• The former V.P. delivers a sobering wake-up call.
Genre: Documentary
DVD released: Nov. 20, 2006
Director: Davis Guggenheim
Cast: Al Gore, the planet
Verdict: &&&&
It's hard to believe that the man who tells the absorbing planet-in-peril story of An Inconvenient Truth was the presidential candidate who droned through speeches about lock boxes. In the six years since, he has found his voice, a compelling gravitas that eluded the man who used to be the next president. An Inconvenient Truth is perhaps the most important thing he will accomplish, and it might never have happened had the Supreme Court elected him rather than the White House's current occupant, whose name is never uttered in this film. That's important because, as Gore notes, global warming is a moral issue, not a political one: The choices are to do the right thing or suffer the dire consequences. The movie consists of the multimedia presentation that he muses he's probably given a thousand times. In theory, it ought to be as flat as his lock box campaign speeches, but there's an urgency to the facts that grabs the viewer by the throat and does not relent. It encompasses those topics you expect — Hurricane Katrina, record high temperatures, emissions from automobiles — and many I didn't know about, such as softening of the permafrost in Alaska, melting in Greenland and Antarctica, shrinking of the coral reef waters, and the drying up of the Amazon. It carries its own weight, but director Davis Guggenheim brings heart to the movie through interwoven personal, confessional asides by Gore.
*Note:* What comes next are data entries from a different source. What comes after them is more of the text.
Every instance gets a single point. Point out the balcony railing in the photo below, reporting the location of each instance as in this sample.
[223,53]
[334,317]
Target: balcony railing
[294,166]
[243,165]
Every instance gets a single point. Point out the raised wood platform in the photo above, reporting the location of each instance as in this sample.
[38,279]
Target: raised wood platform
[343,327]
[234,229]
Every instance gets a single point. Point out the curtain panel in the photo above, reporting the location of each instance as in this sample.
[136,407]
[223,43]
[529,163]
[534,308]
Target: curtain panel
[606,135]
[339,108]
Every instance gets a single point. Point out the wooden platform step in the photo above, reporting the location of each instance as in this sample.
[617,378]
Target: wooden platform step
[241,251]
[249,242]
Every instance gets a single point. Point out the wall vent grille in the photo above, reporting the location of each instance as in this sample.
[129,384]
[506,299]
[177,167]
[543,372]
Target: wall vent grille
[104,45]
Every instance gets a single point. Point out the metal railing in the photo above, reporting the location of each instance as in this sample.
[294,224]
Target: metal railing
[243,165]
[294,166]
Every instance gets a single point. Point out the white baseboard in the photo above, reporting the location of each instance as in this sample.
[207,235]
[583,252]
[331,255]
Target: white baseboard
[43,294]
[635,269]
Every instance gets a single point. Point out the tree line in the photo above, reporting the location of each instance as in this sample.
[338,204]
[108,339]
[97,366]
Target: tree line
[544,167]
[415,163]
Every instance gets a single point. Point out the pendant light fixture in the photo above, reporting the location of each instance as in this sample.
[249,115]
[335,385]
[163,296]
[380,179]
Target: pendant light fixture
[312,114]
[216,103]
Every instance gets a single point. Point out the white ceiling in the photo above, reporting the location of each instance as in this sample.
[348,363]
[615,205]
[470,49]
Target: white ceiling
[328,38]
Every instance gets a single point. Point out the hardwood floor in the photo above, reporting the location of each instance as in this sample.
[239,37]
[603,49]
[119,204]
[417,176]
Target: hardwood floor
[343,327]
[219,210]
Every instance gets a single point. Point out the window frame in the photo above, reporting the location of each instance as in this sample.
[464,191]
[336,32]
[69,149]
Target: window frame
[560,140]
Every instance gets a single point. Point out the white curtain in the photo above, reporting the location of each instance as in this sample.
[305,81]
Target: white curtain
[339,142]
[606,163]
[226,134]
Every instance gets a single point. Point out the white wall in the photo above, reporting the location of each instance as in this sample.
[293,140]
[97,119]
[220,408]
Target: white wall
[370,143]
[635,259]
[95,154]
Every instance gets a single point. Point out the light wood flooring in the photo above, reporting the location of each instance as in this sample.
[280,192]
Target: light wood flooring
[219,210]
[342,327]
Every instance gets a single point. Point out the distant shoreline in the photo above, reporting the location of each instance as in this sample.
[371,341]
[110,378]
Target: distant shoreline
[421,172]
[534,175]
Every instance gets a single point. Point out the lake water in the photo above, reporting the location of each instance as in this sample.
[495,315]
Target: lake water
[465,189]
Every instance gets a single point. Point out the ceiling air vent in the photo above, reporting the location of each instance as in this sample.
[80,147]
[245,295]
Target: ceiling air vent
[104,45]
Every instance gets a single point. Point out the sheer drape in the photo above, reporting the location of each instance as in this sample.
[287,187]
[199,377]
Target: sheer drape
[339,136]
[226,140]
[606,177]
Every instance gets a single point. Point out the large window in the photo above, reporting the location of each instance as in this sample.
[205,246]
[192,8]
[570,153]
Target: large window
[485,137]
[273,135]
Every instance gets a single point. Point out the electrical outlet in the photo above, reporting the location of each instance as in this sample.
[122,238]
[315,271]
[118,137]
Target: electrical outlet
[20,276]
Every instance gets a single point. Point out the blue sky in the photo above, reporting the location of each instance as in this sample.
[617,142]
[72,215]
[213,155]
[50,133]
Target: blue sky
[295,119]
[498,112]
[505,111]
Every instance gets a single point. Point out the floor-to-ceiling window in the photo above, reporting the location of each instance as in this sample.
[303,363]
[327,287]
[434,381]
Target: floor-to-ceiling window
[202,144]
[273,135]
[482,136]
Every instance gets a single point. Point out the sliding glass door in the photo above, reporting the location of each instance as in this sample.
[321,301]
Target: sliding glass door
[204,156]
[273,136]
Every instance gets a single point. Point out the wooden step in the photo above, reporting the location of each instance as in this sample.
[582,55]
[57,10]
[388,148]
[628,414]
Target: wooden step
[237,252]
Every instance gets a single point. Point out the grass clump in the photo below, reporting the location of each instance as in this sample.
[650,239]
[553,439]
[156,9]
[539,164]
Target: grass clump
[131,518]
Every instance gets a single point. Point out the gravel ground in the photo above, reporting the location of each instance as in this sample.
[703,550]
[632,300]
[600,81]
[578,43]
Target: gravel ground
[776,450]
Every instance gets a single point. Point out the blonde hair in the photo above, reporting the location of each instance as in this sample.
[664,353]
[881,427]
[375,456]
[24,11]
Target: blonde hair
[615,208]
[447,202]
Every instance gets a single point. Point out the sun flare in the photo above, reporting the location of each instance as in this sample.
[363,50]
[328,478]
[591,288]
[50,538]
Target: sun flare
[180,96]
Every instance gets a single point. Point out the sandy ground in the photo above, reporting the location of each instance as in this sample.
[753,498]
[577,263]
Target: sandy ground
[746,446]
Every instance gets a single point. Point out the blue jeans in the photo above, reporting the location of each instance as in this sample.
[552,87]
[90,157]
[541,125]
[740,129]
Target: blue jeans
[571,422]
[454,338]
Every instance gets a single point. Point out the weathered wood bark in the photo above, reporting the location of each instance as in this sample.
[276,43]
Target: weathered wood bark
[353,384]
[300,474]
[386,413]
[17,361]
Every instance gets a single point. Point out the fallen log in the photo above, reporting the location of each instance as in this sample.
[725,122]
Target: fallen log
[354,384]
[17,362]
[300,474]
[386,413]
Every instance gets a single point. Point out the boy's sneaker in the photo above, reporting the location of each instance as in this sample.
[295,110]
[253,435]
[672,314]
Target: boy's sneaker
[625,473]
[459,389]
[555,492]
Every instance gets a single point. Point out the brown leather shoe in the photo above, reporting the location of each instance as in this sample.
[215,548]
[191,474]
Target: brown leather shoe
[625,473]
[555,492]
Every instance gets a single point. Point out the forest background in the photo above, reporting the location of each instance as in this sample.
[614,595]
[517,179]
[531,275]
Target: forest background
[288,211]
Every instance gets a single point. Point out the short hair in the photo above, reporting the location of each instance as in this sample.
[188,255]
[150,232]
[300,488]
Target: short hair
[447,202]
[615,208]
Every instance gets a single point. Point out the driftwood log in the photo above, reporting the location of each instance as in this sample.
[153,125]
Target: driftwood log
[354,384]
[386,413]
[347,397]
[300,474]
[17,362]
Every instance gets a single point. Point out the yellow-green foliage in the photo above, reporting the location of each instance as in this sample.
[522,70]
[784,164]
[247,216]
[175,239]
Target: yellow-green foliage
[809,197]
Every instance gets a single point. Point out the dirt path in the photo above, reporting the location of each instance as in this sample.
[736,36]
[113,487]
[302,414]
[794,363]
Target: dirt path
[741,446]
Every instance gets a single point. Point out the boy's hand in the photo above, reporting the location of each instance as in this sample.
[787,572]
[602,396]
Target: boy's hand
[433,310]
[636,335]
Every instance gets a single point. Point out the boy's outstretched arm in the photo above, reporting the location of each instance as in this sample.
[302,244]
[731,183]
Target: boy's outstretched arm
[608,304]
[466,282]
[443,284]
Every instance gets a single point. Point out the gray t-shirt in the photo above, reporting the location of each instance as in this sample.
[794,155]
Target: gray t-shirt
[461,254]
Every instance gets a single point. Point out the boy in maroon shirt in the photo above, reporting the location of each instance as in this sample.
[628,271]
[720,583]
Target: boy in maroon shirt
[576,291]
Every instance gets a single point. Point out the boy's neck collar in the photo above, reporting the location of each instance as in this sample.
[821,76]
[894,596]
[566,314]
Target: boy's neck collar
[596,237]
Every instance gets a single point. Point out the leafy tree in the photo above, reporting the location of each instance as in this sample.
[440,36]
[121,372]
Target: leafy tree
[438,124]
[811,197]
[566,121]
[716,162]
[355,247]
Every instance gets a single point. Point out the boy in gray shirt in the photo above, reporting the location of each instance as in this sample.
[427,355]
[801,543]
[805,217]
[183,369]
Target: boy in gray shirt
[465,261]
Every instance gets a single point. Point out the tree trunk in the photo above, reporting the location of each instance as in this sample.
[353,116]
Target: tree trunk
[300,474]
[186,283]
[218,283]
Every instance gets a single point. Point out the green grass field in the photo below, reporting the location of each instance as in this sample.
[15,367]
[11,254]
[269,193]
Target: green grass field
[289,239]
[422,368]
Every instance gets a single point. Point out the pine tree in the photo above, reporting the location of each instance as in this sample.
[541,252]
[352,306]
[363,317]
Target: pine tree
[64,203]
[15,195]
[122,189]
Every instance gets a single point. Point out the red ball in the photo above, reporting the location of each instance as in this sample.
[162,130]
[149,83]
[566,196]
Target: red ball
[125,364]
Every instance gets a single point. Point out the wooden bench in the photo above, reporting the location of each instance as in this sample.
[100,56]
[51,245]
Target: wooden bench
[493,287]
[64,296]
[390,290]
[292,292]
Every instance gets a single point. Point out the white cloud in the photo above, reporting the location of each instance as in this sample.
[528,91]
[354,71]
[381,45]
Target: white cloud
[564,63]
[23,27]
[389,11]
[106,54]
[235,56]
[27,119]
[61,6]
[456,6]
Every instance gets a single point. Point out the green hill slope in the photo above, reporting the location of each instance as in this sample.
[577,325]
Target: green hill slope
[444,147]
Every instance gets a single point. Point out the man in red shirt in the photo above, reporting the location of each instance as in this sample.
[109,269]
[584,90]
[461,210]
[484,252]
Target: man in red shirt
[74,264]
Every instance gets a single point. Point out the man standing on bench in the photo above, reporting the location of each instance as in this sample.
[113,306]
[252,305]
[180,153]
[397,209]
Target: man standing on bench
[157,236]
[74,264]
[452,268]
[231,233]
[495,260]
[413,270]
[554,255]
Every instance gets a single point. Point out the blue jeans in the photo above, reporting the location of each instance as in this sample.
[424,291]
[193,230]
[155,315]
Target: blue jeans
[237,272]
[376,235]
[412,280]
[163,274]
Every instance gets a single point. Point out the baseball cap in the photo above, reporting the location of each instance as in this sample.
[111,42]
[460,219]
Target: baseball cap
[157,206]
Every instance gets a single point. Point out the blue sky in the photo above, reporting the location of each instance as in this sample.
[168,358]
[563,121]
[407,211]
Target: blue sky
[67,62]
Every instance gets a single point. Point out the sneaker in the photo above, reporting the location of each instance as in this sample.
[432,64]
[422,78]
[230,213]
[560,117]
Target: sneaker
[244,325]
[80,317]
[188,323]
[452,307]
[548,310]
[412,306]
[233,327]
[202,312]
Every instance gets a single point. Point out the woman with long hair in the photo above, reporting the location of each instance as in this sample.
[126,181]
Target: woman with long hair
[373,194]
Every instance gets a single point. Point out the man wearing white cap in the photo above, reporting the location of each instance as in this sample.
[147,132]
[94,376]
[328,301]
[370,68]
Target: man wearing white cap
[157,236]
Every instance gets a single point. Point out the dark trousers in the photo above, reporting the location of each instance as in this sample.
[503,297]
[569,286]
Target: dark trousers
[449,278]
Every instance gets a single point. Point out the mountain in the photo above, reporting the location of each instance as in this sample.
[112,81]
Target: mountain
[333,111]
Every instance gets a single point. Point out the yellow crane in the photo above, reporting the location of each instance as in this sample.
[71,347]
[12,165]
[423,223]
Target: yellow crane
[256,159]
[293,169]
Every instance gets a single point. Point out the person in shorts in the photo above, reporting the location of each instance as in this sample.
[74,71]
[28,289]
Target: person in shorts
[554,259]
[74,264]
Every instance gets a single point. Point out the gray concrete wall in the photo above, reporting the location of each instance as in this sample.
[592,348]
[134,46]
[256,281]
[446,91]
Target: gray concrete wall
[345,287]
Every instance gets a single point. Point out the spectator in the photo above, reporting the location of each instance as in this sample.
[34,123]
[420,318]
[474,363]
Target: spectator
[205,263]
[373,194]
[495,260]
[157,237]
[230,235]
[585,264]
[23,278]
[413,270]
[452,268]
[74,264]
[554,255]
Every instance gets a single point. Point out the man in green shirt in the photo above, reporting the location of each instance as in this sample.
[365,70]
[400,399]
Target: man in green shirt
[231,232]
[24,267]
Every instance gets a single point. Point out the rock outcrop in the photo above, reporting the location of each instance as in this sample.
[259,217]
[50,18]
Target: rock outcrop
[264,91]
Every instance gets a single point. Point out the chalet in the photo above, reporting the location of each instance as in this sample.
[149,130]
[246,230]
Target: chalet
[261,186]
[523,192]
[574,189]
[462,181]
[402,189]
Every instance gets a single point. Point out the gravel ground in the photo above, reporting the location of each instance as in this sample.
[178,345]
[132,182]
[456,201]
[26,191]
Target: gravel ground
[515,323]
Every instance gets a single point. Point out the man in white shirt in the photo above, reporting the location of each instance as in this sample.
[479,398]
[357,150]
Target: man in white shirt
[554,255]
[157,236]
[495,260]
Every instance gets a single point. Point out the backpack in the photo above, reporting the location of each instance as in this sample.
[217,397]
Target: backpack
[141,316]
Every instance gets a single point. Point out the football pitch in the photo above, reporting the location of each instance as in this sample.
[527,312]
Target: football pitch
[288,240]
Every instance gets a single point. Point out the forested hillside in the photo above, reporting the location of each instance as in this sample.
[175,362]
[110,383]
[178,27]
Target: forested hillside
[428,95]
Think he doesn't understand why some business interests work to plant doubts in the public by consistently referring to global warming as "theory"? Listen to him speak about his family's involvement in tobacco farming and his sister's death of lung cancer. These interludes effectively reinforce the notion that this is not a matter of Republican against Democrat, tree-huggers versus rich executives, or theory versus science, but of family, virtue and, ultimately, our very existence. // DVD notes // Extras include a 30-minute update on developments since the movie was made, plus commentaries, a making-of, and the music video for Melissa Etheridge's "I Need to Wake Up."